The need for a blood biomarker for traumatic brain injury is greater than ever. Now, results from a new study published in JAMA Neurology suggest that glial fibrillary acidic protein (GFAP) can detect mild to moderate TBI up to a week after injury.
Ubiquitin C-terminal hydrolase L1 (UCH-L1) and GFAP are known to be helpful in identifying patients with mild TBI. However, there is limited information on the temporal relationship of mild TBI and serum levels of UCH-L1 and GFAP after presentation.
In order to assess the diagnostic accuracy of UCH-L1 and GFAP for detecting TBI, neurosurgical intervention, and intracranial lesions on head CT over time, Linda Papa, MD, Director of Academic Clinical Research at Orlando Regional Medical Center, and colleagues conducted a prospective cohort study of 3025 adult trauma patients screened for mild to moderate traumatic brain injury (MMTBI). MMTBI was defined as Glasgow Coma Scale (GCS) of 9 to 15 and disorientation, loss of consciousness, or amnesia after blunt head trauma. Of those assessed, 1030 met eligibility criteria, and ultimately 584 (mean age: 40 years; 62% male) consented to participation.
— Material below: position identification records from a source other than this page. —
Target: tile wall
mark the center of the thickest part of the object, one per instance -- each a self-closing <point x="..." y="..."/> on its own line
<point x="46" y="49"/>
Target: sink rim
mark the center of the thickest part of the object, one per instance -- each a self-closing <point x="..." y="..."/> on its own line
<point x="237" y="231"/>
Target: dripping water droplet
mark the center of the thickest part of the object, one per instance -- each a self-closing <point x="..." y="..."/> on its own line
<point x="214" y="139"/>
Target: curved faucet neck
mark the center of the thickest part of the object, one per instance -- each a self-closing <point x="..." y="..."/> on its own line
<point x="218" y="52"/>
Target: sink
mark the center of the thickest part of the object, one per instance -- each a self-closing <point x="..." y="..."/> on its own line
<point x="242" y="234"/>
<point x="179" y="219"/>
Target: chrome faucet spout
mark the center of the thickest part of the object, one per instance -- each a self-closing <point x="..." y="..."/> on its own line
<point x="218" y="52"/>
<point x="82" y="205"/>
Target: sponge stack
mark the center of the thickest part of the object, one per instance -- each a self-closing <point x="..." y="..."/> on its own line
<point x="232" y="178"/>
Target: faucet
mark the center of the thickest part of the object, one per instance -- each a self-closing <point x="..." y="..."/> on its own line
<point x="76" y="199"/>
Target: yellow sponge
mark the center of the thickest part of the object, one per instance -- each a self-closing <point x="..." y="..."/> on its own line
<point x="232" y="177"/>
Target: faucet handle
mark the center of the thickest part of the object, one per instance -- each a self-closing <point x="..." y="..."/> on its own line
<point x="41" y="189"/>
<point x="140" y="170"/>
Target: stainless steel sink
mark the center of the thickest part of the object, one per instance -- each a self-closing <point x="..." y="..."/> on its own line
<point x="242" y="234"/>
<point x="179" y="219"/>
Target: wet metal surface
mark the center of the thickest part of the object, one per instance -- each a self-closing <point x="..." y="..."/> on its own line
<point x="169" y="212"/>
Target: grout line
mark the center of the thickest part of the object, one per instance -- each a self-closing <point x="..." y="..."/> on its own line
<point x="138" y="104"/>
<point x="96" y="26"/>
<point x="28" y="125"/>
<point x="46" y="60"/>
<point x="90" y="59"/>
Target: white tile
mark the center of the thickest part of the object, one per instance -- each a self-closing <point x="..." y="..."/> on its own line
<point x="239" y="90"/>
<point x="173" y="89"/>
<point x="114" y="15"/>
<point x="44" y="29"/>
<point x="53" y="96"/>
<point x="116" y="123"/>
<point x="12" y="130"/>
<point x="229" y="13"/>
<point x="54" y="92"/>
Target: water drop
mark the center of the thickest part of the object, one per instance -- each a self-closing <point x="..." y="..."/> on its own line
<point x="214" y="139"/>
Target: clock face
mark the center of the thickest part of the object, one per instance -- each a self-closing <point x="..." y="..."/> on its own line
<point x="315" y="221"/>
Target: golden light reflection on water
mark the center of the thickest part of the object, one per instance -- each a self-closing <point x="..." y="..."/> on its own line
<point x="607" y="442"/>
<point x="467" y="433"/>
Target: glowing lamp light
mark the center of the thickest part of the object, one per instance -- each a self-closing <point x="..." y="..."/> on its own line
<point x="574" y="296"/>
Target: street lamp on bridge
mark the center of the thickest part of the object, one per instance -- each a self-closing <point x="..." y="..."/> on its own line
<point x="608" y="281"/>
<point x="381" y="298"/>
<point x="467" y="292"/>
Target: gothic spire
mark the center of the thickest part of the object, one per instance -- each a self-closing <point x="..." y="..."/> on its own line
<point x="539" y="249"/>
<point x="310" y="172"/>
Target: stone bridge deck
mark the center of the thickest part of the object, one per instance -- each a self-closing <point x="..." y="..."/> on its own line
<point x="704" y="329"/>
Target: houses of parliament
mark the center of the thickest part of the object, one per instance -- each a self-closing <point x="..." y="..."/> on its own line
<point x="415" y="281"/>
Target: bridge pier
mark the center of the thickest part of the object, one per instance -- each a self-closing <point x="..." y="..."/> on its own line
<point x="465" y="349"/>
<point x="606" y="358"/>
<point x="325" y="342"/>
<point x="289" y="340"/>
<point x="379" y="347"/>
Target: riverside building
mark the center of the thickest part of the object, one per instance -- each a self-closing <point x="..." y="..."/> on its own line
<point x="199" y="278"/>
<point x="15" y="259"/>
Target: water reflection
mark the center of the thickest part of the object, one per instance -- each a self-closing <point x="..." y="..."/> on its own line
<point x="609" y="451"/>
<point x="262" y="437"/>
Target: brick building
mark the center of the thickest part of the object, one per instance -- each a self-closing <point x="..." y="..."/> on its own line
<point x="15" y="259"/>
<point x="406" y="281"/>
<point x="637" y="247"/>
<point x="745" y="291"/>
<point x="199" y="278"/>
Most patients with TBI were considered mild with a GCS of 13 to 15 (97.8%), with most (96.9%) receiving a head CT. Intracranial lesions were found in 10.8% and neurosurgical intervention was required in 2.2% of participants with MMTBI.
Blood samples were obtained from the 584 participants within 4 hours of injury, with repeated blood sampling conducted at 4, 8, 12, 16, 20, 24, 36, 48, 60, 72, 84, 96, 108, 120, 132, 144, 156, 168, and 180 hours after injury.
GFAP levels were detectable within an hour of trauma, peaking at 20 hours, and decreasing steadily during the following 72 hours, however it was still detectable at lower levels from 72 to 180 hours. UCH-L1 on the other hand had a rapid elevation, peaking at 8 hours and steadily decreasing over 48 hours.
Over 7 days, UCH-L1 had a diagnostic range of 0.30 to 0.67 area under the curve (AUC) for MMTBI, 0.31 to 0.77 AUC for intracranial lesions on head CT, and 0.50 to 0.92 AUC for identifying patients needing neurosurgical intervention. In contrast, GFAP had a diagnostic range of 0.73 to 0.94 AUC for MMTBI, 0.80 to 0.97 AUC for intracranial lesions on head CT, and 0.91 to 1.00 for identifying patients needing neurosurgical intervention.
“GFAP and UCH-L1 had very distinct temporal profiles,” Dr Papa told Neurology Advisor. “It was a very pleasant surprise that GFAP performed so well and performed so consistently throughout the 7 days after injury.”
“Getting blood samples from these patients over time is very challenging but is extremely important because individuals with mild TBI can present at different times after injury,” she continued, pointing out that “some patients do not seek medical attention for several hours to days after their injury,” because symptom onset is delayed. “GFAP appears to be useful both early and late after injury,” she said.
In an accompanying editorial, Tanya Bogoslovsky, MD, PhD, and Ramon Diaz-Arrastia, MD, PhD point out that UCH-L1 may be helpful in a point-of-care or hyperacute setting, whereas GFAP may be helpful in subacute settings.
While the findings show great promise for the detection of TBI, the authors note that sensitivity of testing will need to be improved upon in order for the test to be used regularly in a clinical setting.
“The authors used assays developed for GFAP and UCH-L1 with lower limits of quantification of 0.030 ng/mL for GFAP and 0.100 ng/mL for UCH-L1. This level of sensitivity represents an improvement from prior assays but may still be insufficient for mTBI diagnosis,” they wrote. In the study, “superior sensitivity and specificity for diagnosing TBI was obtained when GFAP was combined with UCH-L1 (AUC, 0.94), thus supporting that a combination of biomarkers maybe superior compared with each alone for the diagnosis and prognosis of TBI.”
- Papa L, Brophy GM, Welch RD, et al. Time Course and Diagnostic Accuracy of Glial and Neuronal Blood Biomarkers GFAP and UCH-L1 in a Large Cohort of Trauma Patients With and Without Mild Traumatic Brain Injury. JAMA Neurol. 2016. doi:10.1001/jamaneurol.2016.0039.
- Bogoslovsky T, Diaz-Arrastia R. Dissecting Temporal Profiles of Neuronal and Axonal Damage After Mild Traumatic Brain Injury. JAMA Neurol. 2016. doi:10.1001/jamaneurol.2016.0290.